Si une des conditions n’est pas respectée, l’adoration est nulle. Donc, d’après ce qui a précédé, les gens du Livre croient-ils en l’adoration d’Allah de cette façon ou pas ? Comment pourraient-ils respecter la condition de Al-Mutâba’a (le suivi) alors qu’ils ne croient même pas au Messager d’Allah ni au Coran ?!
Comment donc faire de la croyance en Dieu et son adoration un point d’accord entre les musulmans et les gens du Livre ?
Puis le Dr. Al-Qardâwi dit : « Si nous regardons ces choses sur lesquelles nous sommes d’accord, il est possible que ceux qui divergent se rapprochent les uns des autres. » (L’Islam et l’Occident p16).
Nous voyons bien comment le Dr. Al-Qardâwi se presse de dire que ces croyances sont des points d’accord alors qu’il n’en est rien.

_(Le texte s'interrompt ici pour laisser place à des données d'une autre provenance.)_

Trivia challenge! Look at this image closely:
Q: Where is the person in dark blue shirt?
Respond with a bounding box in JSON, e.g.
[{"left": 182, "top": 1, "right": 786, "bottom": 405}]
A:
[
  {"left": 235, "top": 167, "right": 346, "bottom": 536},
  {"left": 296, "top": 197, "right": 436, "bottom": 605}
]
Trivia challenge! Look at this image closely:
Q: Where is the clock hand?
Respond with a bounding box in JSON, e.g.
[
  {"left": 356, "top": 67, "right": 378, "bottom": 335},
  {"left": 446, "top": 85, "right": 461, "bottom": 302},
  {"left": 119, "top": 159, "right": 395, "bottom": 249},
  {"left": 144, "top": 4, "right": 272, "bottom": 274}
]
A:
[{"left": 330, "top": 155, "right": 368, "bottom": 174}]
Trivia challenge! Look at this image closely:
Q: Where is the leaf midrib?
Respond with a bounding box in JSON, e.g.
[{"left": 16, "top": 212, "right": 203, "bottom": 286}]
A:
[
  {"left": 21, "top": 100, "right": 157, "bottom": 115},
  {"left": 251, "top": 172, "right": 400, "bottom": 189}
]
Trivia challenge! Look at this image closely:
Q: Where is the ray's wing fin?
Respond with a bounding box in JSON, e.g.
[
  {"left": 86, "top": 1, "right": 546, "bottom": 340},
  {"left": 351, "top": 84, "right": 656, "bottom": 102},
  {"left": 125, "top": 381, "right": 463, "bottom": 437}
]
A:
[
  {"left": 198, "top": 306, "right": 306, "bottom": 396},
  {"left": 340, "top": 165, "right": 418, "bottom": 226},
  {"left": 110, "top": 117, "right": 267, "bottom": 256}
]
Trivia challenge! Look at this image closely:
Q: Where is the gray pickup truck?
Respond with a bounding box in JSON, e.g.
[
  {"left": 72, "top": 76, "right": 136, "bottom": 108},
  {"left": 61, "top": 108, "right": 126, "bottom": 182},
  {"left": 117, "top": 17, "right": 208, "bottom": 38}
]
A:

Parmi les conséquences de ce dangereux appel :
La destruction de la règle de « l’alliance et du désaveu » : l’alliance avec les musulmans et le désaveu des mécréants.

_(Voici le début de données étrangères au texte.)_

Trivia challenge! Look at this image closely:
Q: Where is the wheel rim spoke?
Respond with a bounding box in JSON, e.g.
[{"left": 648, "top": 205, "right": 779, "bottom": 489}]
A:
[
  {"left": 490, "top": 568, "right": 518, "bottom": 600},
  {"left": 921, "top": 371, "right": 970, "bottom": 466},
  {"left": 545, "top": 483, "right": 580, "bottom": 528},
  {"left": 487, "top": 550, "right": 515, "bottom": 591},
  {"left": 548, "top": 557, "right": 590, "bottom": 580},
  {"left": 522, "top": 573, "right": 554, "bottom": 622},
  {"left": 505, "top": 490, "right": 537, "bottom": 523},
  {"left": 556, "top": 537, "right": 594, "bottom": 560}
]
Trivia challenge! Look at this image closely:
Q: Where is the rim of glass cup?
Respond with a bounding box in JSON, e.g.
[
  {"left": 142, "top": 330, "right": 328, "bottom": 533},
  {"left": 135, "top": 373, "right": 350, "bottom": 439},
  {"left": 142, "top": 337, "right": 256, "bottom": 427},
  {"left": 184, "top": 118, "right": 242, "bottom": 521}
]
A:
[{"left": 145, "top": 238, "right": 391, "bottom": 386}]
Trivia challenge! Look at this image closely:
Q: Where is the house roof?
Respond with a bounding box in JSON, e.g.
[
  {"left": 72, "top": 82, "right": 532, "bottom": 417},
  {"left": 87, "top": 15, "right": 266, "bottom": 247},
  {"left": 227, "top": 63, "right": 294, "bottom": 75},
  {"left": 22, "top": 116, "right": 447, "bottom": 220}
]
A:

Le Dr. Al-Qardâwi dit : « Il faut que le but de ces dialogues soit que les gens se rapprochent et se comprennent au lieu de vivre dans le sectarisme communautaire. On agit donc en plein jour, on se rencontre en public au lieu qu’il y ait chez chacun envers l’autre des haines sans motifs. On a donc besoin de se serrer la main et d’être indulgent. » (L’Islam et l’Occident p16).

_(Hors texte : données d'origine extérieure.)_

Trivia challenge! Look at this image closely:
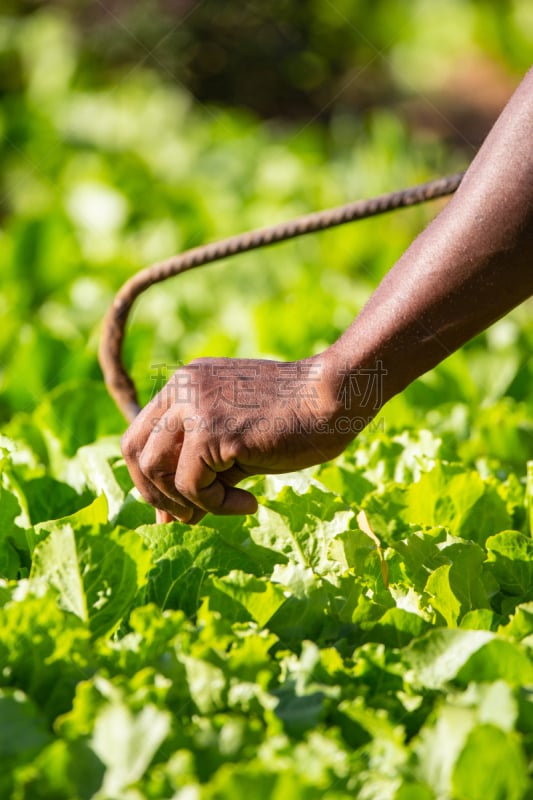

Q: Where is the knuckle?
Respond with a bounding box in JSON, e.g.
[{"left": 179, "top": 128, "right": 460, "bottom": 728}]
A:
[
  {"left": 120, "top": 428, "right": 137, "bottom": 461},
  {"left": 139, "top": 450, "right": 159, "bottom": 478}
]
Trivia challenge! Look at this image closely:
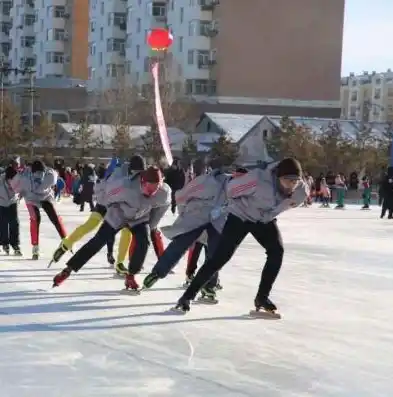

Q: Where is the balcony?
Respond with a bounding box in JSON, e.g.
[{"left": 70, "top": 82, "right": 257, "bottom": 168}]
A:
[
  {"left": 198, "top": 59, "right": 217, "bottom": 69},
  {"left": 201, "top": 0, "right": 220, "bottom": 11}
]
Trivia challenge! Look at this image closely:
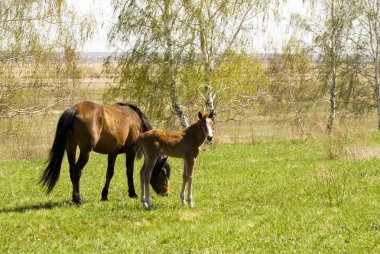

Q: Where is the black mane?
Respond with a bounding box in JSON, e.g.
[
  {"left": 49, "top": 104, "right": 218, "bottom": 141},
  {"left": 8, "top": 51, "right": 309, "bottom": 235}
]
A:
[{"left": 116, "top": 102, "right": 153, "bottom": 132}]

Regardez comment il a fait du désaveu des mécréants des « haines sans motifs » alors qu’Allah
) قَدْ كَانَتْ لَكُمْ أُسْوَةٌ حَسَنَةٌ فِي إِبْرَاهِيمَ وَالَّذِينَ مَعَهُ إِذْ قَالُوا لِقَوْمِهِمْ إِنَّا بُرَآءُ مِنْكُمْ وَمِمَّا تَعْبُدُونَ مِنْ دُونِ اللَّهِ كَفَرْنَا بِكُمْ وَبَدَا بَيْنَنَا وَبَيْنَكُمُ الْعَدَاوَةُ وَالْبَغْضَاءُ أَبَداً حَتَّى تُؤْمِنُوا بِاللَّهِ وَحْدَهُ (
( Certes, vous avez eu un bel exemple [à suivre] en Abraham et en ceux qui étaient avec lui, quand ils dirent à leur peuple: ‹Nous vous désavouons, vous et ce que vous adorez en dehors d'Allah. Nous vous renions. Entre vous et nous, l'inimitié et la haine sont à jamais déclarées jusqu'à ce que vous croyiez en Allah, seul›. ) s60 v4
Il est loin, ici aussi, d’avoir appliqué ce qu’il a dit : « On doit comprendre l’Islam comme l’ont compris les Compagnons - qu’Allah les agrée - et les tâbi’ines (leurs successeurs) parmi les Salafs Sâlihs (les pieux prédécesseurs) ». (Nahu Wahdati Fikriya lil’âmiline lil-islam, p119).